On Tuesday morning I meet my wife at the front door as she is returning from walking the dog.
“I’m off to get my arm fixed,” I say.
“By who?” she says.
“By Tristran,” I say.
“Who’s Tristran?” she says.
“I’m not sure,” I say. “I just went online and chose the closest place.”
“That sounds responsible,” she says.
“I think it might be a dating agency,” I say, “but it’s literally just up the road.”
“Good luck,” she says.
“On your head be it,” I say.
Tristran, it transpires, is a licenced physiotherapist from New Zealand. I stand facing the wall of his treatment room while he holds my wrist and presses his thumb into my shoulder. He asks me what sort of occupational forces might have brought me to this pass.
“I just sit and type all day,” I say. “That’s it.”
“Are you left-handed?” he says.
“Yes,” I say. “And I also play a musical instrument, which might be a factor.”
“It could be,” he says. “What instrument do you play?” There is a long pause.
“The banjo,” I say.
“Are you getting any referred pain?” he says. “Headaches?”
“Sometimes,” I say. He bends my elbow one way, then the other.
“The banjo is an interesting choice,” he says.
“I was going to lie,” I say. “I almost said guitar.”
Tristran shows me a model of a human shoulder and points to the likely spot where a nerve has become trapped, thanks to a combination of poor posture and months of inattention.
“There are a few things we can try,” he says.
I arrive home an hour later holding a big rubber band.
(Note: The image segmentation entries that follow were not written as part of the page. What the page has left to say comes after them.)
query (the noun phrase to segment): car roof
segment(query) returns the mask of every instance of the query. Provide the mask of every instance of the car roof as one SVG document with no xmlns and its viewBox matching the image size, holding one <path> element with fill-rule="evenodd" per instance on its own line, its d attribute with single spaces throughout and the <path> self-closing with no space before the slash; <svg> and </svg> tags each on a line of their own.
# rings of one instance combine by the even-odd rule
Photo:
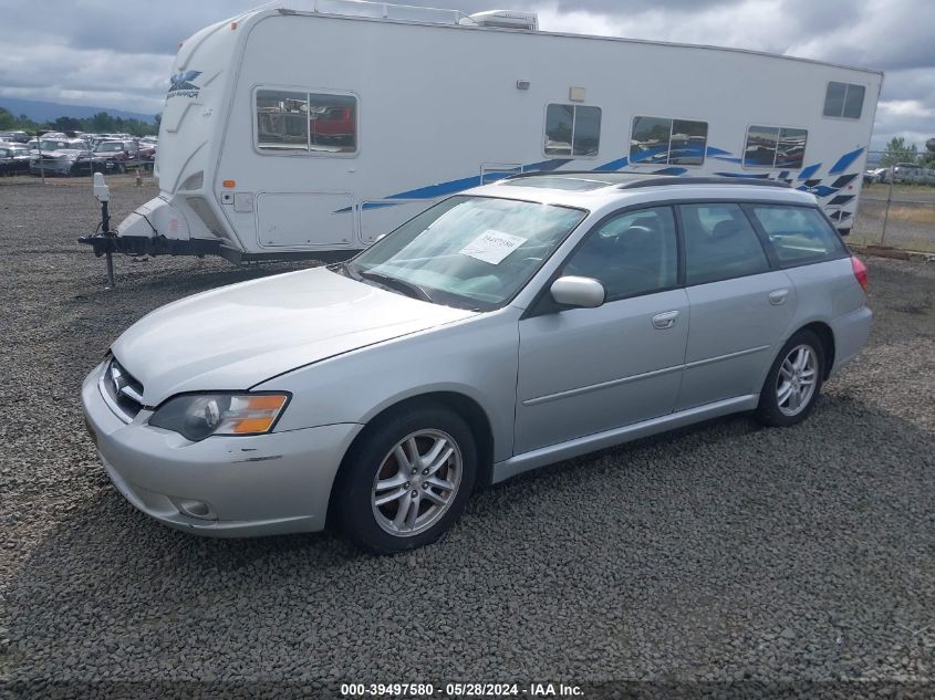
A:
<svg viewBox="0 0 935 700">
<path fill-rule="evenodd" d="M 613 171 L 549 171 L 515 175 L 464 194 L 604 211 L 628 205 L 676 200 L 777 201 L 814 206 L 813 195 L 766 178 L 685 177 Z"/>
</svg>

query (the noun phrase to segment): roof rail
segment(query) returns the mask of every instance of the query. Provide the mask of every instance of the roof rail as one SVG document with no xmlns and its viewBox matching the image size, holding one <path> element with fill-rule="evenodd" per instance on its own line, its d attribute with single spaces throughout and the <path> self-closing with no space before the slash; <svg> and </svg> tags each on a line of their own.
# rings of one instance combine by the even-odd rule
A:
<svg viewBox="0 0 935 700">
<path fill-rule="evenodd" d="M 780 187 L 789 189 L 792 186 L 781 180 L 768 180 L 752 177 L 728 176 L 697 176 L 684 177 L 677 175 L 653 175 L 652 173 L 628 173 L 626 170 L 536 170 L 533 173 L 517 173 L 506 177 L 507 180 L 520 180 L 532 177 L 568 177 L 574 179 L 606 182 L 607 187 L 617 189 L 634 189 L 637 187 L 669 187 L 675 185 L 750 185 L 754 187 Z"/>
<path fill-rule="evenodd" d="M 781 187 L 790 189 L 792 186 L 781 180 L 768 180 L 766 178 L 752 177 L 678 177 L 656 175 L 647 176 L 646 179 L 624 182 L 619 189 L 635 189 L 637 187 L 667 187 L 669 185 L 751 185 L 754 187 Z"/>
<path fill-rule="evenodd" d="M 407 20 L 436 24 L 474 24 L 465 12 L 370 0 L 272 0 L 259 9 L 278 10 L 281 14 L 322 13 L 372 19 Z"/>
</svg>

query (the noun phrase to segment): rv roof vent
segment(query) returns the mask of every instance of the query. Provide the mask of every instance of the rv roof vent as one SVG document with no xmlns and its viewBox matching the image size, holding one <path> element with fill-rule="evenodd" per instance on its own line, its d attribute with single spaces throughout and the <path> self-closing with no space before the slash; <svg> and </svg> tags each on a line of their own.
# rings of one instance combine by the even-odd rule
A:
<svg viewBox="0 0 935 700">
<path fill-rule="evenodd" d="M 513 10 L 488 10 L 475 12 L 470 15 L 479 27 L 499 27 L 501 29 L 539 29 L 539 18 L 534 12 L 516 12 Z"/>
</svg>

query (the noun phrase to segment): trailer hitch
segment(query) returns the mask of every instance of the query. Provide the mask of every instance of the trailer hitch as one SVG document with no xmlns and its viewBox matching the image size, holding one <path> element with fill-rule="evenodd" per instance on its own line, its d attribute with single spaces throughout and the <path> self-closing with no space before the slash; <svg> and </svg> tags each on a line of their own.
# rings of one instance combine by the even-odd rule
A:
<svg viewBox="0 0 935 700">
<path fill-rule="evenodd" d="M 82 236 L 77 239 L 79 243 L 87 243 L 93 245 L 94 254 L 96 257 L 107 257 L 107 286 L 105 289 L 112 290 L 116 286 L 114 280 L 114 252 L 117 250 L 116 231 L 111 230 L 111 211 L 108 205 L 111 201 L 111 188 L 104 181 L 102 173 L 94 174 L 93 181 L 94 198 L 101 202 L 101 232 L 92 236 Z"/>
</svg>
I find my wife in the kitchen.
“So?” she says.
“He needled me,” I say.
“What do you mean, he needled you?” I say.
“He stuck large needles into my flesh,” I say. “Six or seven.”
“Do you mean acupuncture?” she says.
“He didn’t use that term,” I say.
“You said acupuncture was bullshit,” she says.
“I don’t recall saying that,” I say.
“Are you cured?” she says.
“No,” I say. “I have months of expensive needling ahead of me.”
“Just say acupuncture,” she says.
“And he gave me this free rubber band,” I say. “For exercises.”
“While you’re standing there you could help me unload the dishwasher,” she says.
“Tristran wants me to take it easy,” I say.